Deq-Art ile geleneği yaşatıyor

Kadın Haberleri —

Fatma Temel

Fatma Temel

  • Fatma Temel, Mardin/Dêrîkli. Binlerce yıldır devam eden Deq geleneği yaşatmak için Amed’de bir atölye açtı. Hedef kitlesinin gençler olduğunu söyleyen Fatma, bu geleneği yaşatmak, genç kuşaklara aktarmak için köprü rolü oynamak istiyor. 

MAHİR FIRAT FİDAN / AMED

Neolitik dönemden günümüze uzanan ve insanlık tarihinin miraslardan biri olan “Deq” Amed’de yaşatılmaya devam ediyor.
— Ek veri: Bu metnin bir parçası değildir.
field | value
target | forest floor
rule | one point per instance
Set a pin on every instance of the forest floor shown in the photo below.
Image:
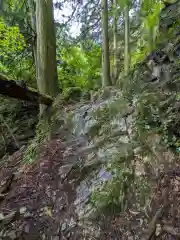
(37, 203)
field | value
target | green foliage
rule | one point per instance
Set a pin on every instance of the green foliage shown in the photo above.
(11, 40)
(79, 68)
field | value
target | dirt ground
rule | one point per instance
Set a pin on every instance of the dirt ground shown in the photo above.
(36, 203)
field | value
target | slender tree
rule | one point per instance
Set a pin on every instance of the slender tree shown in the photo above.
(47, 79)
(126, 40)
(115, 47)
(106, 80)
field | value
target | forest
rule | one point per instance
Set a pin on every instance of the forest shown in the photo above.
(89, 119)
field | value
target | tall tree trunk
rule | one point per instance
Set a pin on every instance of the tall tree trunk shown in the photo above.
(115, 47)
(106, 79)
(126, 40)
(32, 12)
(47, 79)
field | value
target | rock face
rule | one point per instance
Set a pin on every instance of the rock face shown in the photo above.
(104, 155)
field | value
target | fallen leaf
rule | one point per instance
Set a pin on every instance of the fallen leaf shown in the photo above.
(158, 229)
(48, 211)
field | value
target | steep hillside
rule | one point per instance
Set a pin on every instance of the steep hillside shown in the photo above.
(111, 168)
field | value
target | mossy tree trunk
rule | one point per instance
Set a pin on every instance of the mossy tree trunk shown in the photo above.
(32, 15)
(126, 40)
(47, 79)
(115, 47)
(106, 79)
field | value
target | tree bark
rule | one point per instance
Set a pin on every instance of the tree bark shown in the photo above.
(126, 40)
(106, 79)
(11, 89)
(47, 79)
(32, 12)
(115, 47)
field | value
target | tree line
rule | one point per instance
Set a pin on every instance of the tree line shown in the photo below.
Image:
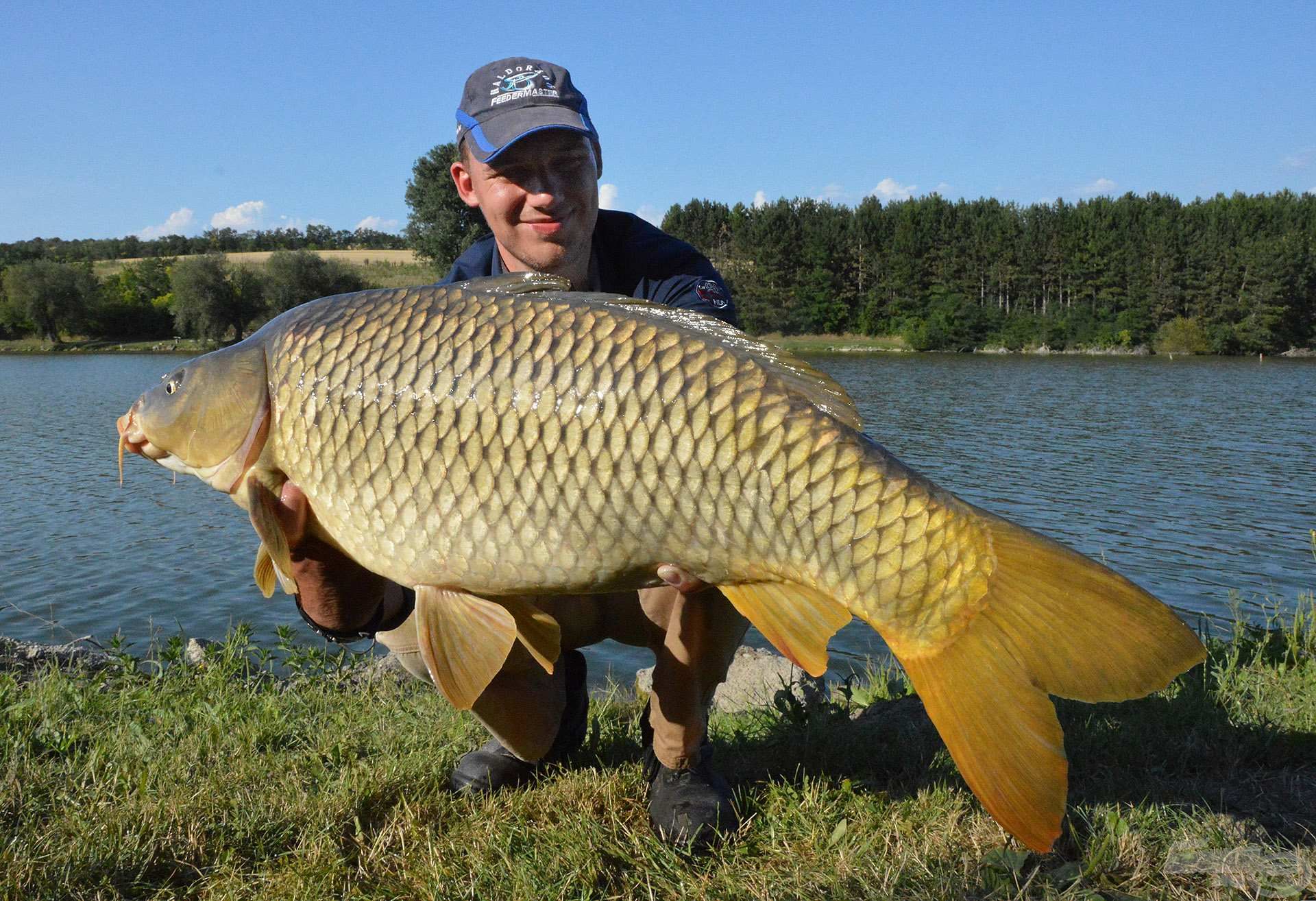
(214, 240)
(202, 297)
(1227, 274)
Bu gelenek, her ne kadar farklı isimlendirmeler ve farklı anlamlarla sürdürülmüş olsa da, Antik Yunan, Antik Mısır, Roma ve Mezopotamya’da yaşayan birçok halkın, inancın ortak paydası sayılıyor ve Kürt kültürü içerisinde de çok önemli bir yer tutuyor. “Deq”, binlerce yıl boyunca insanların duygularını ve inançlarını yansıtması için insan bedeninin çeşitli bölgelerine yapılırken, aynı zamanda dönemin toplumsal kodlarına ilişkin bilgiler veriyor. Günümüzde ise unutulmaya yüz tutmaya başlayan gelenekler arasında.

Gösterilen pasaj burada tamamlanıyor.